When the going gets tough and ugly it’s important to remain positive and engaged. It’s also important to put points on the board.
Ignore the treachery of indexes for a moment. We’re about to do nice things for your larger financial life, maybe your portfolio, and for sure your attitude.
How are we going to do this? We’ll look both ways and rely on fundamentals.
Have you looked for a good dividend payer lately? We all know and love the protection of defensive stock plays. yet those pesky rising rates suck cash out from underneath all dividend-paying defensive stocks. Multiple rate hikes this year look very likely now.
Need income? Keep looking for payers. Don’t need income? Like to win even when the winning gets hard? Below are ways to win now.
Kill the interest-bearing credit card debt.
Attack student loan debt.
These are both common elements of sound financial practice, yet both are mishandled. That’s human and so is decision making. New thinking often proves the only way to better results.

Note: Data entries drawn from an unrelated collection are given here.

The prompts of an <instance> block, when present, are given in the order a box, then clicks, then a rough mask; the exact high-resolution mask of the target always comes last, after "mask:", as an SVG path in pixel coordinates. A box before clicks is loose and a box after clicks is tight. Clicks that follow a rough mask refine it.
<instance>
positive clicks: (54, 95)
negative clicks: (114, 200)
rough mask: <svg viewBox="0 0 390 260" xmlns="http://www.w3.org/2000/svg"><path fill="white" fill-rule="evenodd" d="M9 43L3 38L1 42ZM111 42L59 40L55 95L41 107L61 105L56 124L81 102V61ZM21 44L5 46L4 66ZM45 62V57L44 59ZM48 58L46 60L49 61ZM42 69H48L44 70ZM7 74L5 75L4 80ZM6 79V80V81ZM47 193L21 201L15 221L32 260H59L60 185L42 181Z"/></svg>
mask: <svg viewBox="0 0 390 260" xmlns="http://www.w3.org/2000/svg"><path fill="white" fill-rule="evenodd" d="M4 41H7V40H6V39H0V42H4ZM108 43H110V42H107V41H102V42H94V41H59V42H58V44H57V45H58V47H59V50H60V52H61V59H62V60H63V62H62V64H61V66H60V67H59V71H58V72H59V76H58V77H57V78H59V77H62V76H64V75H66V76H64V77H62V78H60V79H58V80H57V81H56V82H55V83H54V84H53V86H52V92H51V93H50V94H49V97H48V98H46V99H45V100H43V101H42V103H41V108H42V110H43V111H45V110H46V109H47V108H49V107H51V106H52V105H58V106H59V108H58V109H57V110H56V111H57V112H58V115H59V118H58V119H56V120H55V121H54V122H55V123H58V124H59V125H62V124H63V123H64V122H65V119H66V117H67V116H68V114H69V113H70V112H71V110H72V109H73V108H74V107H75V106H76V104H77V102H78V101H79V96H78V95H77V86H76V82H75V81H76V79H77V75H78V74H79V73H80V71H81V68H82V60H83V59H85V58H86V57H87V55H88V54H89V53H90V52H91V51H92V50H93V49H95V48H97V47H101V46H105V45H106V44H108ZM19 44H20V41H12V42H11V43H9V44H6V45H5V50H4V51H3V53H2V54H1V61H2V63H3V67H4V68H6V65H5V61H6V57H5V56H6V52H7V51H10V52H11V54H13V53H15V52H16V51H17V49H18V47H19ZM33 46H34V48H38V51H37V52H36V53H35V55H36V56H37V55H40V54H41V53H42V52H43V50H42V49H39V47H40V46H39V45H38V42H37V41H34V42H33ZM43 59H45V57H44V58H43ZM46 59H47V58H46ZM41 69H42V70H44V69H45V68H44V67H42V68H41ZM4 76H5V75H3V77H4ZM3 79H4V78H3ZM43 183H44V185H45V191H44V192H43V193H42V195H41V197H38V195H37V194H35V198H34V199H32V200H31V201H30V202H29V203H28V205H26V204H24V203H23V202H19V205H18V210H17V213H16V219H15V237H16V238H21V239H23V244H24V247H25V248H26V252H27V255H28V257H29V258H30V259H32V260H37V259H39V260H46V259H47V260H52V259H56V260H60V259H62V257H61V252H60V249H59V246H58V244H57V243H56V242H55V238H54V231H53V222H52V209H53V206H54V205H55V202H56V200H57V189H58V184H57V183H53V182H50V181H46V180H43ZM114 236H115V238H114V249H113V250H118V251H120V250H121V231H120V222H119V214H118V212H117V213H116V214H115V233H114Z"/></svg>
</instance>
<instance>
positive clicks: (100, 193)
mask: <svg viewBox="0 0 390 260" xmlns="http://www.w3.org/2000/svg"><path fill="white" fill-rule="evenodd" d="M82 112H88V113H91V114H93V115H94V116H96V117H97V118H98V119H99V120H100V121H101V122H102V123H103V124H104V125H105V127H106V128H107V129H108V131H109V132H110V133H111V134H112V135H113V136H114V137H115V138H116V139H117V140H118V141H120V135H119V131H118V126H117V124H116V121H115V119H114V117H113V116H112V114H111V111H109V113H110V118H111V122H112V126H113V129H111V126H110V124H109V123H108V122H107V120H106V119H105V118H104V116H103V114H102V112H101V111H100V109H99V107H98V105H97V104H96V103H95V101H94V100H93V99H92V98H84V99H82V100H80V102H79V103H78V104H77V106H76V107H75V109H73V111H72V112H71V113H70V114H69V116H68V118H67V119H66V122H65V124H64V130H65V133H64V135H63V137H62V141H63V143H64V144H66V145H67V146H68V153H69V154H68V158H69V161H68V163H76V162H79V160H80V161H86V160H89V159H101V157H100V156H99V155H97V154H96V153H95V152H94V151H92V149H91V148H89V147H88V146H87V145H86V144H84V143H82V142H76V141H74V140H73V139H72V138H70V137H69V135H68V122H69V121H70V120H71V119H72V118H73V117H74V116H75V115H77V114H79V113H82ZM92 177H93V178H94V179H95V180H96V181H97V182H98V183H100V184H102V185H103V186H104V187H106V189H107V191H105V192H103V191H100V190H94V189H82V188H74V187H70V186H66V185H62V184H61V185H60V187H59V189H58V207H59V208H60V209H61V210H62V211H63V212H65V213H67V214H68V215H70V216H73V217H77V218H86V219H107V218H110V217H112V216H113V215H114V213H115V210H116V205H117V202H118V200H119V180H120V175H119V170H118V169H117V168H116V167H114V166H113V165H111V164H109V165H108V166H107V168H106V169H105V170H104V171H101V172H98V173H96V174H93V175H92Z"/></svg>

As we stated, times are tough for income seekers. However, almost anyone can profit right now by reducing or eliminating any interest.
T pays us 5.4% for being a shareholder and it’s probably not worth it. But paying down interest-bearing debt is. How accurate is “A penny saved a penny earned?”
So T will pay us 5.4% to put our money on their rollercoaster. Of course we could go for some NLY red-flag dividend, some questionable REIT. No thanks.
STOCKjAW seeks all the value of a fat dividend, but with equity risk. As rates rise the underlying share price of all payers will be devalued. That is markets in action.
Investing is hard work. Show yourself the results. When behind or beaten down, putting points on the board builds or maintains momentum and focus.
Wins matter. Momentum matters, as does feeling as though our work matters. Timing matters. Market conditions are not within our control. Yet we will not be denied.
How? Perhaps this is the only story that gets better by the detail. Dividends build assets by adding. Assets are equally built by reducing costs. Debt is a cost. All debt costs regardless of source. Reducing any cost bolsters your bottom line.
STOCKjAW DYNAMIC DUO.
IF YOU HAVE NO STUDENT OR CREDIT CARD DEBT.
1. BUILD CASH. PAY YOURSELF FIRST.
Any way you slice it, right now building cash works. Do so in or out of your investment vehicles. Ether way you win.
2. INTEREST-ONLY MORTGAGE PRINCIPAL PAYMENTS.
FOR THOSE NOT REQUIRING INCOME, REDUCING DEBT INCREASES YOUR OVERALL FINANCIAL PERFORMANCE JUST LIKE CAPITAL GAINS.
PRINCIPAL-ONLY PAYMENTS REDUCE MORTGAGE DEBT IN TWO WAYS; THEY REDUCE THE PRINCIPAL AMOUNT UPON WHICH INTEREST IN COMPOUNDED, AND REDUCE REPAYMENT TIME. INTEREST TIME IS MONEY.
YOUR BIGGEST BENEFIT IS REMAINING EMPOWERED. WORKING FOR A BETTER FINANCIAL RESULT IS ALWAYS IN YOUR HANDS, NOT THE WHIMSICAL MARKET.